American Hegemony and the Rise of China: Expertise, Culture, and U.S. National Security in the Asia-Pacific Since 1972
American Hegemony and the Rise of China: Expertise, Culture, and U.S. National Security in the Asia-Pacific Since 1972
This project is a historical sociology of the community of China experts in the United States. It explores the China field’s relationship to US policy since the opening to Beijing in the early 1970s. Based on 177 original interviews with experts and former policy-makers, field research in Washington DC and elsewhere, and an exhaustive survey of primary and secondary data, the project examines the rise and rapid recent demise of “Engagement” with China. Engagement’s downfall, it suggests, followed less a rational process of responding to shifts in Chinese behavior and the objective balance of global power, and more a swift paradigmatic turnover in the view of China held by key groups in the US government and the wider China knowledge community. The project traces the paradigmatic turnover to three key processes: Engagement’s politicization, professionalization and personalization—its imbrication in struggles within the US China field at once over political power, expertise and prestige, and personal careers and legacies.

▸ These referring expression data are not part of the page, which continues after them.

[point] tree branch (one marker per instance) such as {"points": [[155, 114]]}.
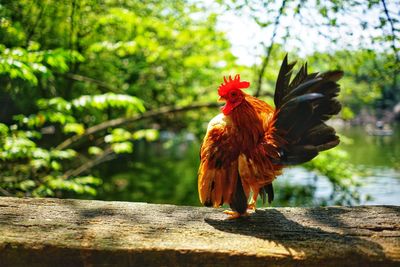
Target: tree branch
{"points": [[269, 50], [81, 78], [121, 121]]}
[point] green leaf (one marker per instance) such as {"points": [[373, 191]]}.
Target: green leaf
{"points": [[124, 147]]}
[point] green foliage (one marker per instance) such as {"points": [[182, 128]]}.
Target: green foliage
{"points": [[333, 164]]}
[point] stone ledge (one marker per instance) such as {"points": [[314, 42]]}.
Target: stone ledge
{"points": [[65, 232]]}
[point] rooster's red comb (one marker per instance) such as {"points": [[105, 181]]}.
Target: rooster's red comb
{"points": [[232, 84]]}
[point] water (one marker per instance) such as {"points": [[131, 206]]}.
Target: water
{"points": [[380, 158], [166, 172]]}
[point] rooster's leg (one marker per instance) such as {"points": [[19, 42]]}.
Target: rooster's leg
{"points": [[253, 202], [234, 214]]}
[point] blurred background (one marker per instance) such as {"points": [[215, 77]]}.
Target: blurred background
{"points": [[110, 99]]}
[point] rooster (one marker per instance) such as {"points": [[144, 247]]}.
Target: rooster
{"points": [[247, 145]]}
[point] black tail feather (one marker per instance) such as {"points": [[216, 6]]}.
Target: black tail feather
{"points": [[303, 105]]}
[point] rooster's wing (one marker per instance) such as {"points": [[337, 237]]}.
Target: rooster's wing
{"points": [[218, 171]]}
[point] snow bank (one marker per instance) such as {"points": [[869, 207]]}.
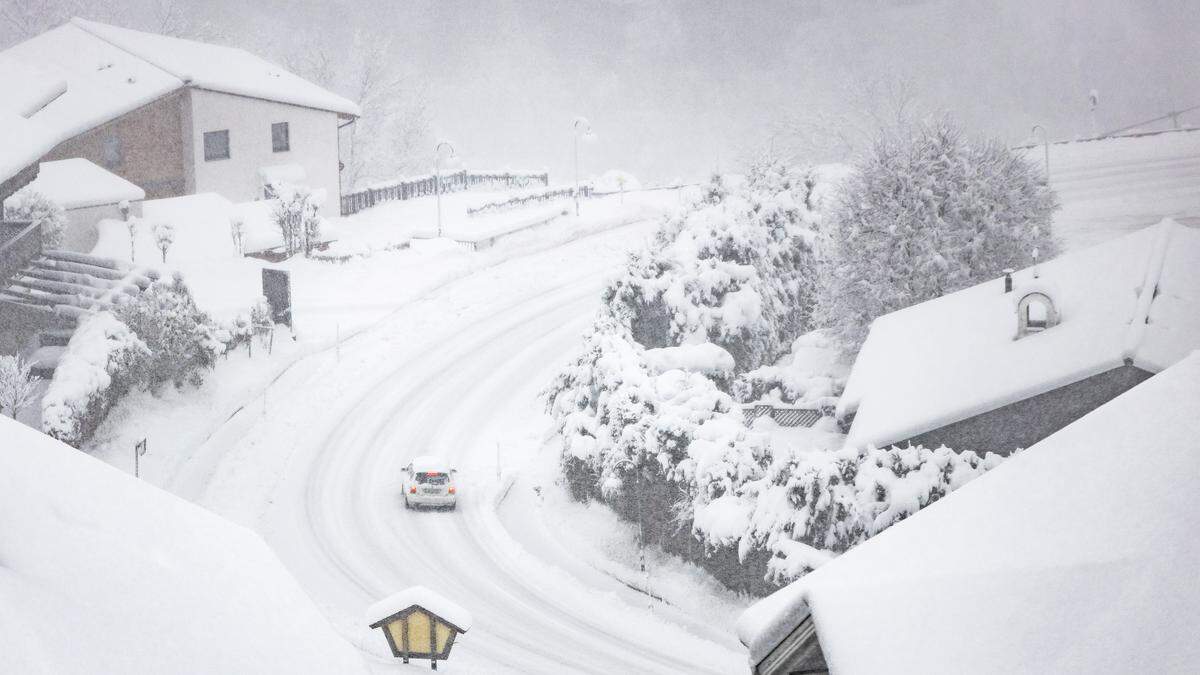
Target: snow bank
{"points": [[420, 596], [103, 573], [77, 184], [706, 358], [1077, 556]]}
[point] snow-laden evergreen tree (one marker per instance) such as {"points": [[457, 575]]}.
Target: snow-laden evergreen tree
{"points": [[927, 211], [29, 204]]}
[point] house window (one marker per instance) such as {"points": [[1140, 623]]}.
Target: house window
{"points": [[216, 144], [111, 153], [280, 142], [1035, 314]]}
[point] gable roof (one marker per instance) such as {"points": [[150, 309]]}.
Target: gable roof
{"points": [[111, 71], [28, 89], [1077, 555], [106, 573], [1134, 299]]}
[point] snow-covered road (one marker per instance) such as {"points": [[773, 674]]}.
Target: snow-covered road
{"points": [[451, 375]]}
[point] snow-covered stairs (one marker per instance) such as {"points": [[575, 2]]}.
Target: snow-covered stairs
{"points": [[70, 285]]}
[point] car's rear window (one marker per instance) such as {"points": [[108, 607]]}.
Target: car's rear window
{"points": [[432, 478]]}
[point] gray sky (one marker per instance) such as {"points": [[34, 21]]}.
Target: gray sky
{"points": [[672, 88]]}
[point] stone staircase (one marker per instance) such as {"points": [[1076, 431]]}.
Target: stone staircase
{"points": [[63, 287]]}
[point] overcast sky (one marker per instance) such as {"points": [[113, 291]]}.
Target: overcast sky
{"points": [[672, 88]]}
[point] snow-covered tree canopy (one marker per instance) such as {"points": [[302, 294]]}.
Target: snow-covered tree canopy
{"points": [[927, 211]]}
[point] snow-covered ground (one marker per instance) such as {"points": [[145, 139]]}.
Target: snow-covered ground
{"points": [[313, 464], [1114, 186]]}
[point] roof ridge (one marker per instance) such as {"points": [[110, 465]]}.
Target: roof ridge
{"points": [[1155, 263], [82, 24]]}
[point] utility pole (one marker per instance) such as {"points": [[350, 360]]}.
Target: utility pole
{"points": [[581, 126]]}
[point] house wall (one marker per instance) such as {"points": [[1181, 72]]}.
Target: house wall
{"points": [[1024, 423], [144, 147], [81, 234], [313, 145]]}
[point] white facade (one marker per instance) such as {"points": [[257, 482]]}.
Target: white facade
{"points": [[312, 138]]}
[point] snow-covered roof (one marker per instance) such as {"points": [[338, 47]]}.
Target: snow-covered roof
{"points": [[78, 183], [24, 138], [954, 357], [443, 607], [1077, 555], [105, 573], [109, 71]]}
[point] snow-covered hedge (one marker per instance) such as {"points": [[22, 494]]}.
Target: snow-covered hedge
{"points": [[33, 205], [100, 364], [808, 507]]}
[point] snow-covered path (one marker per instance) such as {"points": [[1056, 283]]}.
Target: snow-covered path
{"points": [[450, 375]]}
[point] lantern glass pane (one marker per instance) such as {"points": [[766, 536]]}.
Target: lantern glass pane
{"points": [[443, 633], [419, 629]]}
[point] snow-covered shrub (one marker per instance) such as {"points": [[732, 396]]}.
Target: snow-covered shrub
{"points": [[101, 363], [298, 216], [181, 339], [738, 273], [829, 501], [17, 386], [163, 237], [33, 205], [927, 211]]}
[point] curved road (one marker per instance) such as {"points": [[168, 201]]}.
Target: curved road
{"points": [[336, 517]]}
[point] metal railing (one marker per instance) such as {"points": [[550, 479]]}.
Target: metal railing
{"points": [[426, 185], [21, 242]]}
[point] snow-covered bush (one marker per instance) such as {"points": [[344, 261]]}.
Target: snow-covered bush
{"points": [[181, 339], [33, 205], [738, 273], [18, 388], [163, 237], [927, 211], [298, 216], [101, 363], [807, 508]]}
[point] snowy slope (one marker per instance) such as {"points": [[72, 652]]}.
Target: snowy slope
{"points": [[101, 573], [1116, 185]]}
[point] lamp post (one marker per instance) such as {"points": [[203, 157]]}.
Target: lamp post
{"points": [[581, 126], [641, 530], [1045, 142], [437, 174]]}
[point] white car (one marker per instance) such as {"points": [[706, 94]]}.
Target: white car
{"points": [[430, 481]]}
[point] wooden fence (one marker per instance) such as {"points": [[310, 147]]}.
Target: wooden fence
{"points": [[426, 185], [546, 196]]}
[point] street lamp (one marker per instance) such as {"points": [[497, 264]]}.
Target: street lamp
{"points": [[641, 529], [581, 126], [443, 145], [1045, 141]]}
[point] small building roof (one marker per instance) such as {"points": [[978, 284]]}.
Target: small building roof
{"points": [[111, 71], [444, 608], [78, 183], [1134, 299], [1077, 555]]}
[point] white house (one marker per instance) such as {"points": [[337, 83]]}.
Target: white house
{"points": [[993, 369], [1078, 555], [177, 117]]}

The project thus shows that understanding US-China relations today requires more than a grasp of the supposedly timeless verities of great power rise and decline. To further deepen the analysis, it compares the American field of China experts with those in Britain and Australia, and the field of Soviet/Russia experts in the US. Absent a significant Russia business lobby, or similar numbers of researchers from think tanks and academia invested since the early 1970s in establishing and maintaining good contacts with Moscow, the Russia policy field features a narrower mainstream position, less optimistic of good relations than pro-Engagement China watchers. Second, the project develops an analysis of the China expert community/policy-making nexus in Australia and the United Kingdom. In each case, China policy-making remains pragmatic, despite worsening diplomatic relations and strong pressure from the Trump administration to adopt a stronger anti-China position. I trace this feature to the absence of the politicized, professionalized, and personalized Engagement frame characteristic of the US.

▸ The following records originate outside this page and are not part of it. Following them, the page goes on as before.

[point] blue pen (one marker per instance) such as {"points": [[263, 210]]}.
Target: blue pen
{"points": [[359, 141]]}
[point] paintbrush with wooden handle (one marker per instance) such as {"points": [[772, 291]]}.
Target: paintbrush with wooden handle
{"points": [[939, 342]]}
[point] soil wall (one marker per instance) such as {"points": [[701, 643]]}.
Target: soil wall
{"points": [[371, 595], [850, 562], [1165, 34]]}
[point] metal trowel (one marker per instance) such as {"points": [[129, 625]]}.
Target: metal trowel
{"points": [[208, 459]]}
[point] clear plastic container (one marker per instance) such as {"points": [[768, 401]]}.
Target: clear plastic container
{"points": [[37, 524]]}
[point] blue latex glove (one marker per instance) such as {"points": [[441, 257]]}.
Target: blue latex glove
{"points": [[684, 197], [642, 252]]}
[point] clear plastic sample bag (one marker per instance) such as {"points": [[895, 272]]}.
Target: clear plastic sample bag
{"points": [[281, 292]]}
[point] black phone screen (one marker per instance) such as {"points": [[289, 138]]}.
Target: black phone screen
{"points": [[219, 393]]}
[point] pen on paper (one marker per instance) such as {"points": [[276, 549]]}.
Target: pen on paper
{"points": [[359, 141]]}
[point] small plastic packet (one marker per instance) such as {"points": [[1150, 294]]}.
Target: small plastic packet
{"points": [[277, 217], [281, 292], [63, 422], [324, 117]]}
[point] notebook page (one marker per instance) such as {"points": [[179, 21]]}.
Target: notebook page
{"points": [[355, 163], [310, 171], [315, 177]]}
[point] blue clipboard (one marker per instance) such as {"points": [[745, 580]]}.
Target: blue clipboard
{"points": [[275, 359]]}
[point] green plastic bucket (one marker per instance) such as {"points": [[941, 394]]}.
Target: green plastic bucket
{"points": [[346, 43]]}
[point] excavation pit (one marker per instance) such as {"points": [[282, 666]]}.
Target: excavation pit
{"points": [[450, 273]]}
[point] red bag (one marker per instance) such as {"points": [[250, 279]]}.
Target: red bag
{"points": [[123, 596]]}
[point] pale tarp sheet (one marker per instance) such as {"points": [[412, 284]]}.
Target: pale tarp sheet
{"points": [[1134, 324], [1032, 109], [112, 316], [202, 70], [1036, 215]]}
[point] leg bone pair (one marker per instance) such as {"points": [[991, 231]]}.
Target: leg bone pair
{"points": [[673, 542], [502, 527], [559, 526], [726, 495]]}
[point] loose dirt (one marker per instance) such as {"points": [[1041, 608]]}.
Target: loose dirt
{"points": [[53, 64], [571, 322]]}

David M. McCourt is an Associate Professor of Sociology at the University of California-Davis. He completed his PhD at the European University Institute in Florence, Italy, and was previously a Lecturer in International Politics at the University of Sheffield, UK. His research sits at the intersection of IR and political sociology, and focuses on US, UK and EU foreign policy, diplomatic history, and IR theory. He is the author of Britain and World Power Since 1945 and American Power and International Theory at the Council on Foreign Relations, 1953-54, both published with the University of Michigan Press. His current project is an examination of the community of China experts and the decline of “Engagement” in US policy towards the PRC.